She’s excited that the rest of the world has caught up to her way of thinking, rather than judging her desire to work a more simple job. “It’s validating,” she said. “It’s very refreshing to approach a job like I do, and it’s really nice to see there is a growing movement around something I do.”
Nikki Miles, 34, works as a human resource specialist for an entertainment company in Austin, Texas. “When I first read about quiet quitting I thought it was ridiculous,” she said.
Ms. Miles knows what it is like to work hard at her job. “I am a bit of a perfectionist,” she said. “I get these ideas, and I run with them.” She is especially interested in projects involving diversity, equity and inclusion, and she is helping her company develop better policies and programs.
But she has never understood people who make additional work for themselves, especially if it is outside their job description, just to look good or gain attention at work. “I am going to do my job, and do it well, and do things that actually interest me,” she said. “But besides that, I am already underpaid, so I am definitely not going to take on more.”
She’s confused by this trend that in her view simply consists of people putting their foot down … to do their job.
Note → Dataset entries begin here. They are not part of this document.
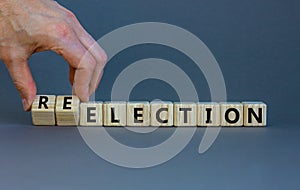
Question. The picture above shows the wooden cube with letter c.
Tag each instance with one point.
(138, 114)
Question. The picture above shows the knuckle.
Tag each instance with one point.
(70, 15)
(62, 30)
(104, 57)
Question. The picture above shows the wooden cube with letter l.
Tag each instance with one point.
(255, 114)
(67, 110)
(43, 110)
(91, 114)
(114, 113)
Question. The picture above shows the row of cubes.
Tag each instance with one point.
(69, 111)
“It means that the expectation is for you to do more than the company actually compensates you for, and that will work out well for you,” she said. “That doesn’t make sense to me. You do the work you are compensated for, and if you want to go above and beyond, good for you, but that shouldn’t be a requirement.”
“This is the most worthless term,” she added.
Matt Spielman, a career coach in New York City and author of the book “Inflection Points: How to Work and Live With Purpose,” understands why some people may want to scale back at work. “If somebody really is burnt out or at the end of his or her rope or having personal issues, I think dialing the knob back from 10 to 7 or 6 or 5 makes sense,” he said.
He believes the urge is stronger with remote work. “With remote work it is far easier to feel less involved, less part of a team, and it’s easier for managers to break up with employees and vice versa,” he said. “There are fewer boundaries of when work starts and when work stops.”
But he worries about people engaging in quiet quitting as a means of getting revenge on a company. “Quiet quitting seems very passive aggressive,” he said. “If somebody is burnt out, there should be a candid conversation about that, and it should be both ways. Just saying, ‘I am going to do the absolute minimum because I am entitled to it or I have issues’ — it doesn’t really help anybody.”
Above all, Mr. Spielman believes that quiet quitting prevents people from finding jobs they love, which provide them with a sense of meaning and belonging.
“You work four, five, six, sometimes seven days a week,” he said. “There is no sadder thing to waste all this time in your life trying not to enjoy and be engaged and being excited in the work you are doing.”